In these respects, it’s little more than a contender for a spot in the University of Auckland FTVMS 101 Curriculum. However in its final moments, there’s also something pretty upsetting about The Daughter. Perhaps because it feels so contrived and predictable for much of the running time, the final, ambiguous moments are all the more distressing. Perhaps it's because the naturalistic performances feel so real and affecting that cry-babies like me can’t help but fall apart. Or maybe it’s for the same reason that these stories continue to be produced in this part of the world; because we keep looking for this sad story of families destroyed by the past.

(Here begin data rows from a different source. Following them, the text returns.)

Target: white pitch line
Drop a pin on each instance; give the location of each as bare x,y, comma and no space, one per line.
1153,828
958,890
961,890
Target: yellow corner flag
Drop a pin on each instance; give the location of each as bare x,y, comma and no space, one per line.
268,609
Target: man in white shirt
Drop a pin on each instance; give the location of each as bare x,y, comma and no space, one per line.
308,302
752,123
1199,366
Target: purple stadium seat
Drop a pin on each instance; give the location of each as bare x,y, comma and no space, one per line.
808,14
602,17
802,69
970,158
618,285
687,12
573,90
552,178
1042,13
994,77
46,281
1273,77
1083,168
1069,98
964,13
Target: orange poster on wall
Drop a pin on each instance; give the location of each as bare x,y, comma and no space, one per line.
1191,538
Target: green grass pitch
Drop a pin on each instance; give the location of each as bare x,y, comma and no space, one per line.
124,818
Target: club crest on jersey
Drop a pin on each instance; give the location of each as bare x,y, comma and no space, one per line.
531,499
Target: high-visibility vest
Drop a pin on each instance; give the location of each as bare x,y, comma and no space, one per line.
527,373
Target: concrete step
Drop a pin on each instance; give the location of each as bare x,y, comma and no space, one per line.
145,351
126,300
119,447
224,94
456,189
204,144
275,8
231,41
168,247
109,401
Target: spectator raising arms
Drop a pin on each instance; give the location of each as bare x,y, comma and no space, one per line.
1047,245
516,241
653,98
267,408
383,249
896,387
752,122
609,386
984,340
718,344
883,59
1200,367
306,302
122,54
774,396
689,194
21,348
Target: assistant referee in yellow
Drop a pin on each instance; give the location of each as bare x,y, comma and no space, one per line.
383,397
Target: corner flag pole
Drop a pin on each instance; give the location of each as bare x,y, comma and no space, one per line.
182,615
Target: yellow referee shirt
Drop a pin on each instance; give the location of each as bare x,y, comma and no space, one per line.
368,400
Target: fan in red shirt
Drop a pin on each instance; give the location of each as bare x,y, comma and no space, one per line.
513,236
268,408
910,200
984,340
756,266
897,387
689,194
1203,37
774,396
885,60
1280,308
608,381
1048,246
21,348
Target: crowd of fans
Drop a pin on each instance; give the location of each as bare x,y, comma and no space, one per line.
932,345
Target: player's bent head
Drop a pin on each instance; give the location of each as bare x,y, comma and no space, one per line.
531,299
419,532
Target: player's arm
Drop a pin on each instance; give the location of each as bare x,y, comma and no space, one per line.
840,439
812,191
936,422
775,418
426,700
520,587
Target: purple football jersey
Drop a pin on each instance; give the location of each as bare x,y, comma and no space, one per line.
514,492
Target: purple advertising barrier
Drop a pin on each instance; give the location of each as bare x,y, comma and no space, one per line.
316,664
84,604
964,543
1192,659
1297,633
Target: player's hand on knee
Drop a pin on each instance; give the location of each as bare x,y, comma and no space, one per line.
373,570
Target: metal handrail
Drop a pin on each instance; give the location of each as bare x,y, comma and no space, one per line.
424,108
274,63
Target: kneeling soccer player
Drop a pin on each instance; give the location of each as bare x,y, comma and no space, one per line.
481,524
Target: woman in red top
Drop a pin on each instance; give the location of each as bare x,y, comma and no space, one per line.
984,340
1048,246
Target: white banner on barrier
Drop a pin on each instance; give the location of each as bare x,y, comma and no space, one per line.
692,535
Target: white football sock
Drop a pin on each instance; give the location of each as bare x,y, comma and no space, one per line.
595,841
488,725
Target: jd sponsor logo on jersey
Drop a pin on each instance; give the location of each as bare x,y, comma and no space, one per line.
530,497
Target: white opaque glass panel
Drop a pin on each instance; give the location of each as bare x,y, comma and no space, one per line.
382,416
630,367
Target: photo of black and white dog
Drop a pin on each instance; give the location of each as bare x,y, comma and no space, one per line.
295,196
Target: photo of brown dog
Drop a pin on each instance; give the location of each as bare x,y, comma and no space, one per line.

Of course, it’s also telling that these stories typically centre on all white casts dealing with only very recent history. The small, innocent, economically ruined rural town of The Daughter is inhabited by only white residents. What happens to the characters is tragic, yet with the film’s issues of paternity, family and displacement, it’s hard not to think of certain moments in Australian history in which indigenous people have dealt with far worse.

The purpose of melodrama is to provide catharsis, for audiences to become immersed in an onscreen tragedy and let their repressed emotions rise to the surface to be purged. Yet films like The Daughter still seem to be hiding something.

The Daughter is currently screening at the NZ International Film Festival.